It’s not every day you go to an exhibition opening in a shopping mall. But East, at the Getty Images gallery at Westfield Stratford, is all about the neighbourhood – so it was our duty to hurl ourselves into the packed preview and have a quick shufty over a glass of bubbly. Lydia beat her private view personal best by five minutes and was out in 10. Appropriate, we feel, in an Olympic borough. We’ll be back for a proper look at the pictures when it’s nice and quiet but we’ve spotted some beauties of shopkeeping and industrial history.
It’s educational, going back to the classroom. Activities that have become like breathing over decades of professional practice have to be broken down into understandable bits, explained and put into context. This was the calm before the ideas-wrangling at Haggerston School in Hackney, for the Ideas Foundation.
Copenhagen – Lydia’s destination of choice for some New Year inspiration. Cool, yet at the same time warm it’s a city of classic 1950s and 60s design, cutting-edge architecture, nice people, knitwear and exceptional pastries.
This was taken at the excellent Design Museum Danmark. More pictures here.
The kind of work we do takes us into some interesting places. This week, through our work with SEPnet and Venture Thinking we’ve been to the House of Commons. The Parliamentary Space Committee hosted two events celebrating the launch of the Mars magazine for kids produced by the winners of the Cosmic Futures competition and the launch of the National Space Academy. It’s not every day you watch a presentation involving dry ice and Lea & Perrins sauce…

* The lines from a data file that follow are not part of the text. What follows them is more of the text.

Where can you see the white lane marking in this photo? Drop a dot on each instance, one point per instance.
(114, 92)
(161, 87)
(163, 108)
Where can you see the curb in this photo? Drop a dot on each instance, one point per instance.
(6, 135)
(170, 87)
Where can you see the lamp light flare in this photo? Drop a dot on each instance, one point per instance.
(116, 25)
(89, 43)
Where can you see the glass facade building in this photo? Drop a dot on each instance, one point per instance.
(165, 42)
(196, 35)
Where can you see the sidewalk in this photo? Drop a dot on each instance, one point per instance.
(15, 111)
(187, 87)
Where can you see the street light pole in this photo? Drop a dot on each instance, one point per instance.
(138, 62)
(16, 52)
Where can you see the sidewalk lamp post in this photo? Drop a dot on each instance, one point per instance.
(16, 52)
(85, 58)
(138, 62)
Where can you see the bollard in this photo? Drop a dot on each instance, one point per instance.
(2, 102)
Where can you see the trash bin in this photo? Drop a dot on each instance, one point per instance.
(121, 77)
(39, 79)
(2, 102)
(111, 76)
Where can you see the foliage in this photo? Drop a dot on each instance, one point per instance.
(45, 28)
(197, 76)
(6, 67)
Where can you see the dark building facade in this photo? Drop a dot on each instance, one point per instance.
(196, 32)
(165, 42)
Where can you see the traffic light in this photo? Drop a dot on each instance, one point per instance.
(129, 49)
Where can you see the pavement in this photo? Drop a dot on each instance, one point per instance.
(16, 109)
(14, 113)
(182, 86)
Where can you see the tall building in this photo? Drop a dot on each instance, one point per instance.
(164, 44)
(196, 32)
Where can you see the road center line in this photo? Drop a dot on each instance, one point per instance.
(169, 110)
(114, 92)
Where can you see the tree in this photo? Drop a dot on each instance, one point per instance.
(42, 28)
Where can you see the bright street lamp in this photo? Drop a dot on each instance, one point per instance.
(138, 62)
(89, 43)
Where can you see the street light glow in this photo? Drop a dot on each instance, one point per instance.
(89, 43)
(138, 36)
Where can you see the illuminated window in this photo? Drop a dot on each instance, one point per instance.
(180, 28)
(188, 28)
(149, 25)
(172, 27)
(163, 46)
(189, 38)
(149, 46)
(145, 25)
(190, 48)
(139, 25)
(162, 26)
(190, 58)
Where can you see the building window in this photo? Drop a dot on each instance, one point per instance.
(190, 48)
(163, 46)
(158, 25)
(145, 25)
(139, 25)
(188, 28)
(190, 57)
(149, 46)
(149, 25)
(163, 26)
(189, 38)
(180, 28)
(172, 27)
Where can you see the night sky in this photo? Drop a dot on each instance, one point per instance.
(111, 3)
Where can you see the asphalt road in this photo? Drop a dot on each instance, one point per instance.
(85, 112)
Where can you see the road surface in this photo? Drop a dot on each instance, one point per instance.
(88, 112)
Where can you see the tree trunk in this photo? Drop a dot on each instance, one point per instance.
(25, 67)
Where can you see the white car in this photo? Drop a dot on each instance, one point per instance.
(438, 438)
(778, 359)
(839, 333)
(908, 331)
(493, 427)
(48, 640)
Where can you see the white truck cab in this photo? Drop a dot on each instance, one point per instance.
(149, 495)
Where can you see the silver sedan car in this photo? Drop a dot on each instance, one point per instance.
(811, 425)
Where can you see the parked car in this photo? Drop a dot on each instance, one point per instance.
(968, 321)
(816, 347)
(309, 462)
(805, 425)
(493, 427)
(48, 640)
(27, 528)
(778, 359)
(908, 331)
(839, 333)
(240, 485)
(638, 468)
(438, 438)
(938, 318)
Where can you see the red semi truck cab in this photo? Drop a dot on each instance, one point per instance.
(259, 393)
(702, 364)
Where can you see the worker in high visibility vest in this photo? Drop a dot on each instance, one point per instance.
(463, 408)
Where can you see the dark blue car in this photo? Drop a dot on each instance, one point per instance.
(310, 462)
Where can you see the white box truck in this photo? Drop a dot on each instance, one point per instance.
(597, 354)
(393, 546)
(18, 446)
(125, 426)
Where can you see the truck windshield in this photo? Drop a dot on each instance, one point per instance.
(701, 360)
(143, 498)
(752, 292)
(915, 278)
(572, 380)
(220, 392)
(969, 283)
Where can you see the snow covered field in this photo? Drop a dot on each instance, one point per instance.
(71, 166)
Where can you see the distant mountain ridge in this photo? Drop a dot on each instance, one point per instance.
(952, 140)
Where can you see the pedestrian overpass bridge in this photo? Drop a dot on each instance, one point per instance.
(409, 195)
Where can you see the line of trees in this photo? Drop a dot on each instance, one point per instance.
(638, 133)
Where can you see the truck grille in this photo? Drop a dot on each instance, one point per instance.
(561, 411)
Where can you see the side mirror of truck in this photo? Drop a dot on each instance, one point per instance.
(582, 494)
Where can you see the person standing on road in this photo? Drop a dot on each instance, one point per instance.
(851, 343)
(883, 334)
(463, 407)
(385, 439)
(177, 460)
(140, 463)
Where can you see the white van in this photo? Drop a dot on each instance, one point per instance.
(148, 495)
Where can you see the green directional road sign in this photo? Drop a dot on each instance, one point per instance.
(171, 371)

Even amid the thrill of going to one of the first test events at the Olympic Park, it’s hard to look away from a nice piece of typography. This was a design diversion from the goalball action and the new views of the Olympic venues from inside the park.
A practice that likes projects with lots to think about goes for the same in its exhibition choices. Grayson Perry’s The Tomb of the Unknown Craftsman at the British Museum is a show that must have involved colossal amounts of research and yet it illuminates in a way that makes visitors smile. It’s heartening to see the people who have cast, fired, woven and moulded works of art credited alongside the artist. And full marks to the British Museum for allowing objects from its collection to be part of the thoughtful title piece, touching to anyone who has ever been, or known, a craftsman.
A friend and client’s son had a big birthday on 20.11.2011. Time for a typography moment.
This being a design practice with an enquiring mind, lunching at the Wellcome Collection, we also had a look at Miracles & Charms – two linked exhibitions exploring faith, hope and chance. Infinitas Gracias: Mexican Miracle Paintings is the first major display of Mexican votive paintings outside Mexico. Well worth a look for anyone interested in narrative illustration, these are thank-you notes to the saints for prayers answered. What does this picture have to do with Mexican miracle paintings, we hear you ask? Absolutely nothing: we just liked the lighting in the café.
We like type. Enough not to care how nerdy it looks when we photograph it while out on a walk. This is part of Goal!, an artwork by Berlin artists Köbberling & Kaltwasser by the View Tube at the Olympic Park.
A fashion moment, courtesy of our client Land Securities: the Grazia fashion show at One New Change in aid of The Prince’s Trust. Working for those looks, we queued on the roof terrace in not-entirely-clement weather – but what a view… The landmark Jean Nouvel design makes the most of the vistas.